Usulan dana aspirasi dapil ini dianggap tidak logis dan menyesatkan karena anggota DPR setelah terpilih dan dilantik mereka bukanlah wakil parpol tetapi wakil rakyat baik yang memilihnya maupun yang tidak. Jadi seharusnya yang mereka pikirkan bagaimana mensejahterakan semua rakyat bangsa ini tanpa perlu mengambil peran-peran eksekutif karena memang itu bukan tugasnya. Dana ini malah terkesan sebagai money politik yang dilegalkan, padahal terlalu banyak proyek-proyek dan program pemerintah yang perlu mendapat perhatian serius dari para anggota DPR karena kebocoran dan pemborosan anggaran APBN cukup besar setiap tahunnya dijarah oleh para koruptor makelar-makelar proyek.

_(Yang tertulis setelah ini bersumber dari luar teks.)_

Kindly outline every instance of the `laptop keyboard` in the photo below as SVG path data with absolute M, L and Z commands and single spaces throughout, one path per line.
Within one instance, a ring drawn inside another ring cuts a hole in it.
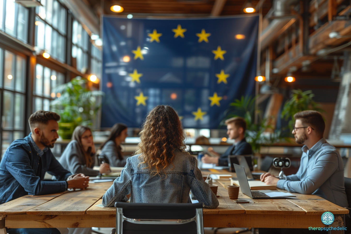
M 258 191 L 252 191 L 251 193 L 252 194 L 253 197 L 262 197 L 267 196 L 267 195 L 263 193 L 258 192 Z

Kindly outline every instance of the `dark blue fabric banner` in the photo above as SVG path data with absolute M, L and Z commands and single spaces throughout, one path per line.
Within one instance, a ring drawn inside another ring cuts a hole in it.
M 230 103 L 254 94 L 258 21 L 104 17 L 101 127 L 139 127 L 165 104 L 184 128 L 220 128 Z

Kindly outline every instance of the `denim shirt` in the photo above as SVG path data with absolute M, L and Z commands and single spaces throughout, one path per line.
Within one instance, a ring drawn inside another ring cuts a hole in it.
M 342 207 L 348 207 L 344 182 L 344 164 L 338 151 L 323 138 L 309 149 L 302 148 L 296 174 L 279 180 L 277 186 L 290 192 L 313 194 Z
M 49 149 L 39 149 L 31 135 L 13 141 L 2 156 L 0 204 L 25 195 L 59 193 L 67 189 L 65 181 L 72 174 L 62 167 Z M 43 181 L 46 172 L 61 181 Z
M 138 158 L 140 154 L 128 158 L 121 176 L 102 197 L 102 205 L 112 207 L 115 202 L 126 201 L 128 199 L 126 196 L 130 193 L 132 202 L 190 203 L 191 189 L 205 207 L 218 206 L 218 200 L 205 182 L 196 158 L 179 151 L 174 154 L 172 165 L 160 175 L 153 175 L 149 169 L 143 168 L 143 163 L 139 165 L 142 162 Z

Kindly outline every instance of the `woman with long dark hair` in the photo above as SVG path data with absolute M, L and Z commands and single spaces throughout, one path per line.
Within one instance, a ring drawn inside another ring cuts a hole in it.
M 91 130 L 86 126 L 77 126 L 72 135 L 72 140 L 60 157 L 60 163 L 71 173 L 82 173 L 96 176 L 110 171 L 110 165 L 100 165 L 99 171 L 93 169 L 95 163 L 95 146 Z
M 137 155 L 128 158 L 121 176 L 102 197 L 102 205 L 115 201 L 190 203 L 192 192 L 205 207 L 218 205 L 216 195 L 197 167 L 196 158 L 185 152 L 185 135 L 177 113 L 158 106 L 149 113 L 140 133 Z
M 124 167 L 126 162 L 122 155 L 121 143 L 124 142 L 127 136 L 127 126 L 123 123 L 115 123 L 111 128 L 107 139 L 99 147 L 101 151 L 99 158 L 105 159 L 105 162 L 110 166 Z

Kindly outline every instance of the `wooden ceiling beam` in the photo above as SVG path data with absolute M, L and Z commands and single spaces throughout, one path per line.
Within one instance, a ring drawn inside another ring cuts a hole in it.
M 211 15 L 212 16 L 220 15 L 221 13 L 226 1 L 227 0 L 216 0 L 211 11 Z

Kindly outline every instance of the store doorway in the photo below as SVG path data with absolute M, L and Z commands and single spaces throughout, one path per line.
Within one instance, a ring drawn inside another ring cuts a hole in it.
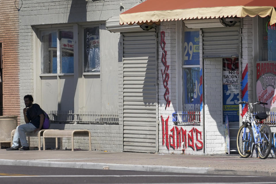
M 223 118 L 224 123 L 227 120 L 229 122 L 230 153 L 228 153 L 229 154 L 237 151 L 236 140 L 239 125 L 238 102 L 240 82 L 239 58 L 223 58 Z

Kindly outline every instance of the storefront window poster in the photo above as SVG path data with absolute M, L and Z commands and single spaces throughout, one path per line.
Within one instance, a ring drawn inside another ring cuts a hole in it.
M 199 31 L 186 31 L 185 34 L 184 65 L 199 65 Z
M 239 59 L 224 58 L 223 62 L 223 121 L 225 122 L 227 116 L 229 122 L 238 122 L 240 83 Z
M 276 61 L 256 63 L 256 101 L 267 103 L 266 111 L 276 111 Z M 263 105 L 256 105 L 257 111 L 264 111 Z

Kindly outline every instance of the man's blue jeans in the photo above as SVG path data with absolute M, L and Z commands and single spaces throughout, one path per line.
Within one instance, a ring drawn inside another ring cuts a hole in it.
M 14 148 L 18 148 L 19 146 L 20 140 L 22 146 L 28 146 L 28 142 L 26 138 L 26 133 L 33 132 L 36 129 L 34 125 L 30 123 L 18 126 L 14 133 L 12 147 Z

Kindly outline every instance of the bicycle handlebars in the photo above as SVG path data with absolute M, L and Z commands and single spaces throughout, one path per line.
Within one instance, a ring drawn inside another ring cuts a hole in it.
M 241 103 L 249 103 L 250 102 L 249 102 L 245 101 L 241 101 L 239 102 L 239 104 L 240 104 Z M 255 102 L 252 102 L 252 104 L 262 104 L 264 105 L 267 105 L 267 103 L 264 103 L 264 102 L 262 102 L 261 101 L 256 101 Z

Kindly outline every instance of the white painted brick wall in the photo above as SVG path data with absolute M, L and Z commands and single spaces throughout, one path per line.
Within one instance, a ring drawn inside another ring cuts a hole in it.
M 253 78 L 253 71 L 255 66 L 253 64 L 253 60 L 252 22 L 252 19 L 251 17 L 248 17 L 243 18 L 243 24 L 241 29 L 241 71 L 242 73 L 246 65 L 248 65 L 248 89 L 249 101 L 253 101 L 254 89 L 253 83 L 256 83 L 256 81 Z M 244 116 L 243 120 L 244 120 L 245 118 L 245 117 Z
M 221 59 L 206 59 L 205 126 L 207 154 L 225 153 L 225 125 L 221 122 Z

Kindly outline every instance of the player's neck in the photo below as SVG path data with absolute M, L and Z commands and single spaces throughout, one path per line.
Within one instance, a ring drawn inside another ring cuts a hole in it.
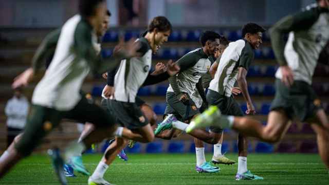
M 204 51 L 204 52 L 207 54 L 207 56 L 209 55 L 209 52 L 208 51 L 208 49 L 206 48 L 205 46 L 202 47 L 202 50 Z
M 86 20 L 94 29 L 96 27 L 96 20 L 92 17 L 86 17 Z
M 144 36 L 144 38 L 148 41 L 148 42 L 152 48 L 152 50 L 154 49 L 156 49 L 154 44 L 154 33 L 150 33 L 149 32 L 148 32 L 145 36 Z

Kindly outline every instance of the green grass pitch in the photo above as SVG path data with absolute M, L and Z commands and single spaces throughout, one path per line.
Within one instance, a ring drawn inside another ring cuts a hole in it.
M 248 167 L 262 181 L 234 180 L 237 164 L 220 165 L 217 173 L 197 173 L 195 156 L 188 154 L 132 154 L 129 160 L 116 159 L 105 175 L 115 184 L 329 184 L 329 174 L 317 154 L 255 154 L 248 157 Z M 236 154 L 227 155 L 236 160 Z M 101 156 L 84 155 L 84 162 L 91 171 Z M 207 160 L 211 156 L 206 156 Z M 68 178 L 69 184 L 86 184 L 87 177 Z M 57 184 L 50 158 L 33 155 L 22 161 L 4 178 L 0 184 Z

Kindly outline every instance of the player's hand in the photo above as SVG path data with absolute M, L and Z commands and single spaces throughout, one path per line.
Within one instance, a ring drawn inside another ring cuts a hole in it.
M 282 73 L 282 82 L 287 87 L 290 87 L 294 83 L 294 73 L 288 66 L 280 67 Z
M 181 93 L 178 95 L 178 100 L 182 102 L 184 105 L 188 105 L 189 97 L 185 93 Z
M 246 114 L 247 115 L 254 115 L 256 114 L 255 107 L 253 106 L 252 103 L 247 103 L 247 110 L 246 110 Z
M 30 67 L 15 78 L 14 82 L 11 85 L 11 87 L 13 89 L 21 87 L 25 87 L 29 84 L 29 83 L 32 81 L 34 76 L 34 72 L 33 68 Z
M 171 76 L 175 75 L 180 70 L 180 67 L 175 62 L 173 62 L 172 60 L 170 60 L 167 63 L 167 72 Z
M 233 88 L 232 88 L 231 92 L 232 94 L 234 95 L 238 95 L 239 94 L 241 93 L 241 90 L 240 89 L 240 87 L 233 87 Z
M 110 86 L 108 85 L 105 85 L 105 87 L 104 87 L 104 96 L 107 98 L 109 98 L 109 97 L 114 95 L 114 87 Z
M 157 75 L 161 73 L 166 72 L 167 70 L 167 66 L 162 62 L 158 62 L 155 65 L 155 70 L 152 73 L 152 75 Z
M 102 74 L 102 77 L 103 77 L 103 78 L 107 79 L 107 72 L 105 72 L 104 73 L 103 73 L 103 74 Z

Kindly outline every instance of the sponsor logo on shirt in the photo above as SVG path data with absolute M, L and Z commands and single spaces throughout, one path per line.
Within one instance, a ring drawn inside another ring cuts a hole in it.
M 150 69 L 150 66 L 148 65 L 146 65 L 144 66 L 144 68 L 143 68 L 143 69 L 144 70 L 144 72 L 147 72 L 149 71 L 149 69 Z

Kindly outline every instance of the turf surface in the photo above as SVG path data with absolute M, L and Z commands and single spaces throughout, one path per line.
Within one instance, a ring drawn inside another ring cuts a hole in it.
M 105 175 L 116 184 L 329 184 L 329 174 L 318 155 L 255 154 L 248 157 L 248 169 L 263 176 L 262 181 L 234 180 L 237 164 L 220 165 L 217 173 L 198 174 L 194 170 L 195 156 L 189 154 L 130 154 L 129 160 L 116 159 Z M 228 155 L 233 159 L 237 155 Z M 90 171 L 96 167 L 100 155 L 83 156 Z M 207 156 L 210 160 L 211 156 Z M 80 174 L 68 178 L 69 184 L 86 184 L 87 177 Z M 23 161 L 0 180 L 0 184 L 59 184 L 49 158 L 34 155 Z

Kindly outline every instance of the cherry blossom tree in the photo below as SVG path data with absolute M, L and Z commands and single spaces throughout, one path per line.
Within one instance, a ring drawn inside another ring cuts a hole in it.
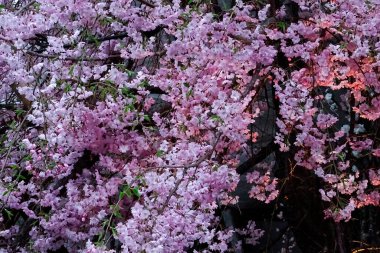
M 0 0 L 9 252 L 226 252 L 302 173 L 338 224 L 380 203 L 380 2 Z M 252 125 L 275 112 L 273 139 Z M 267 92 L 270 91 L 270 92 Z M 281 169 L 276 175 L 274 168 Z M 340 252 L 345 252 L 343 243 Z

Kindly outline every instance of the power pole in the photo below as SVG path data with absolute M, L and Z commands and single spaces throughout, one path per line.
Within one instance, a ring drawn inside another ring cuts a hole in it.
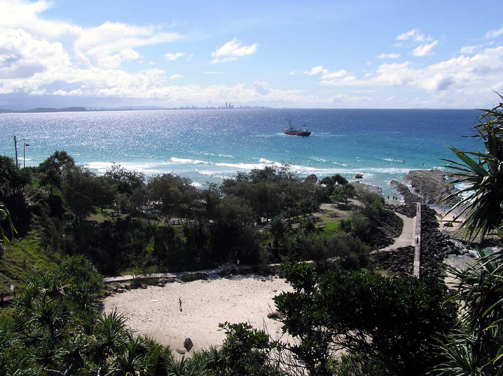
M 14 149 L 16 149 L 16 166 L 19 167 L 18 165 L 18 142 L 16 140 L 16 136 L 14 136 Z

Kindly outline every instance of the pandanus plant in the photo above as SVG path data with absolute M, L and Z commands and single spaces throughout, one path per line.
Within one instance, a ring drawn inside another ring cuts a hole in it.
M 498 95 L 503 100 L 503 96 Z M 464 183 L 461 192 L 454 192 L 442 200 L 449 201 L 460 193 L 467 194 L 450 211 L 459 211 L 454 220 L 464 217 L 461 228 L 465 238 L 481 239 L 501 227 L 503 222 L 503 103 L 484 113 L 473 127 L 470 137 L 483 140 L 485 152 L 462 151 L 450 149 L 458 161 L 443 159 L 452 164 L 455 178 L 449 184 Z

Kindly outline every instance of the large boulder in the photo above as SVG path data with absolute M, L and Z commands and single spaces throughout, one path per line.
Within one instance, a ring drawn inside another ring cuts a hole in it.
M 186 350 L 188 351 L 190 351 L 191 349 L 194 347 L 194 344 L 192 343 L 192 340 L 188 337 L 185 338 L 185 340 L 184 341 L 184 347 L 185 348 Z
M 267 317 L 269 319 L 277 319 L 278 320 L 282 320 L 283 319 L 283 315 L 277 311 L 273 311 L 272 312 L 269 312 L 267 314 Z

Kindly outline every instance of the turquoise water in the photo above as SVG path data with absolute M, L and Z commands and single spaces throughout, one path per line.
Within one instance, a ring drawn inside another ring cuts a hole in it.
M 383 187 L 411 169 L 440 167 L 447 149 L 477 150 L 476 110 L 222 110 L 0 114 L 0 152 L 27 139 L 28 165 L 65 150 L 99 173 L 113 163 L 147 175 L 174 172 L 197 186 L 282 163 L 301 176 L 340 173 Z M 289 120 L 309 137 L 286 136 Z M 23 162 L 22 142 L 18 144 Z

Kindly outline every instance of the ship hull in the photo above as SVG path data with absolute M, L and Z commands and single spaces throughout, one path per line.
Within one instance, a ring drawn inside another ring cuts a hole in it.
M 311 134 L 310 132 L 293 132 L 290 131 L 285 131 L 283 133 L 290 136 L 300 136 L 301 137 L 307 137 Z

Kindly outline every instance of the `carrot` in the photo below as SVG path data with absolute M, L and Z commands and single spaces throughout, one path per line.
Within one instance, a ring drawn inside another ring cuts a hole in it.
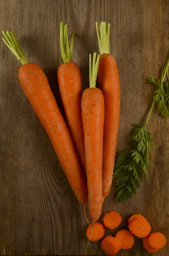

Salah satu contoh program pemerintah di dalam penanggulangan kemiskinan yang disebut PNPM dimana tahun ini telah dianggarkan sebesar 28 trilliun yang bersumber dari APBN dan umumnya berasal dari utang luar negeri. Proyek ini tersebar di seluruh kecamatan, desa dan kelurahan di 33 propinsi, sudahkah para wakil rakyat mencermati dan mengawasi proyek ini karena sejak tahun 1999 diluncurkan sampai sekarang belum secara signifikan menurunkan angka kemiskinan di Indonesia.
Sebagai anggota DPR masih terlalu banyak yang perlu dipikirkan, diawasi, dicermati di dalam penyusunan APBN setiap tahun. Misalnya untuk tahun 2011 berapa besar lowongan kerja baru yang bisa dilakukan pemerintah dengan penetapan besaran APBN itu, berapa besar target jumlah penduduk miskin mendapat jaminan kesehatan dan jaminan social yang bisa diakses masyarakat miskin secara gratis, termasuk berapa target jumlah penduduk yang mendapat kelanjutan menempuh pendidikan formal dan non formal.
Terlalu banyak program-program pemerintah yang butuh perhatian serious para wakil rakyat agar anggaran APBN bisa lebih berdaya guna dan persoalan-persoalan pembangunan sangat kasat mata di depan mereka. Kita ambil contoh lain, jika APBN ditetapkan sebesar 1000 trilliun, berapa besar target pemerintah di dalam penyediaan sarana listrik, air, perbaikan sanitasi lingkungan, dan pembangunan sarana prasarana infrastruktur di dalam menjangkau wilayah-wilayah tertinggal serta sebera besar pembangunan rehabilitasi yang akan dilakukan, setelah itu seberapa besar dampak output dan outcome yang dapat dicapai untuk memacu roda perekonomian dan kesejahtraan rakyat setelah satu tahun berikutnya. DPR lebih mendesak untuk menyusun indicator-indikator yang signifikan sebagai pedoman untuk mengawasi dan memastikan pelaksanaan APBN sesuai target bisa terpenuhi. Jangan malah sibuk mulu berpolitik melakukan manuver menuju pemilu lima tahun berikutnya.
Usulan anggaran aspirasi dapil ini juga ditengarai sebagai manuver politik dengan adanya rencana perubahan UU pemilu dan parpol dengan menaikkan parliamentary threshold (PT) dari 2,5% menjadi 5%, untuk dapat lolos dari PT 5% tentu memerlukan biaya poltik yang lebih besar.
Dengan adanya usulan dana aspirasi dapil ini semakin menguatkan bahwa di dalam setiap pesta demokrasi dalam pemilu sangat sarat dengan aksi money politik, namun sayang secara diam-diam semua parpol mengamininya, istilahnya bukan lagi money politik tetapi biaya politik, karena kemungkinan semua parpol melakukannya secara berjamaah, jadi jangan heran anggota DPR selalu tergoda menjadi sarang penyamun. Wallahualam.